While these initiatives received praise, the Association of Mining and Exploration Companies (Amec) expressed disappointment over the budget's overall provisions for the mining sector.
“South Australia has big plans for green iron and steel, and a recent supply chain analysis demonstrates a 21% advantage to produce green iron in South Australia. This is underpinned by the state's significant magnetite resources, and we welcome the commitment to support industry to grow value-adding opportunities,” said Amec CEO Warren Pearce.
However, he highlighted that major industry requests remain unaddressed. Amec has called for additional funding to better resource the Department for Energy and Mining, but little progress has been made. Notably absent from the budget are allocations for the Accelerated Discovery Initiative and the Critical Minerals Strategy, along with its development fund.
“This lack of government investment will have a knock-on effect for the junior explorers who are already doing more with less, as capital raising and inflationary pressures are also biting their businesses,” Pearce stated.
He further emphasised concerns over South Australia's global investment attractiveness, which has declined, with the state dropping to nineteenth position in the latest Fraser Institute survey after maintaining a top 10 ranking for over a decade.
The Australian Bureau of Statistics' recent figures showed South Australia reaching its highest greenfield exploration expenditure of A$47.2-million, largely driven by copper resource definition efforts at Oak Dam. Without this investment, the sector's outlook appears weaker.
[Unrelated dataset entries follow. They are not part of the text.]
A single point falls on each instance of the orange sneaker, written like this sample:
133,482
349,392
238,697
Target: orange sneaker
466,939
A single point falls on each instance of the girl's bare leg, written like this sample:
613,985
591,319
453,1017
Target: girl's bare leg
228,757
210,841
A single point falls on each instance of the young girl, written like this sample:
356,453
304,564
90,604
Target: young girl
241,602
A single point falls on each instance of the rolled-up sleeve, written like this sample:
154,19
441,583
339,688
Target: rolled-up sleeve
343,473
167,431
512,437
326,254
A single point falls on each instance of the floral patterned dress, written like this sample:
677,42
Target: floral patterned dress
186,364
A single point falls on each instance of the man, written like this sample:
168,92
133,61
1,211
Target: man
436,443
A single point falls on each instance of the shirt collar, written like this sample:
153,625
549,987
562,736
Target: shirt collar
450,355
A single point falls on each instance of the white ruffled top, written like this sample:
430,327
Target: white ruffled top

The budget does include a A$15.4-million allocation for an acid drainage treatment plant at the former Brukunga mine, a necessary investment for addressing environmental responsibilities. However, Amec has called for more substantial funding to foster downstream critical minerals processing and to promote South Australia’s investment opportunities globally.
Particularly disappointing for the organisation was the state government’s decision not to fund initiatives to complement the federal government’s Production Tax Incentive.
“Minerals are critical for building the renewable-energy infrastructure for decarbonisation goals and the materials for our growing housing needs along with the state’s strong defence, space and high-tech industries,” Pearce noted.
“To grow the state’s ambitions for green minerals will require a serious financial commitment from government in the future if the state is to compete with other national and global jurisdictions for precious investment.”
The budget's mixed reception reflects a broader tension between immediate fiscal responsibilities and long-term strategic investments necessary for sustaining and growing South Australia's resource sector.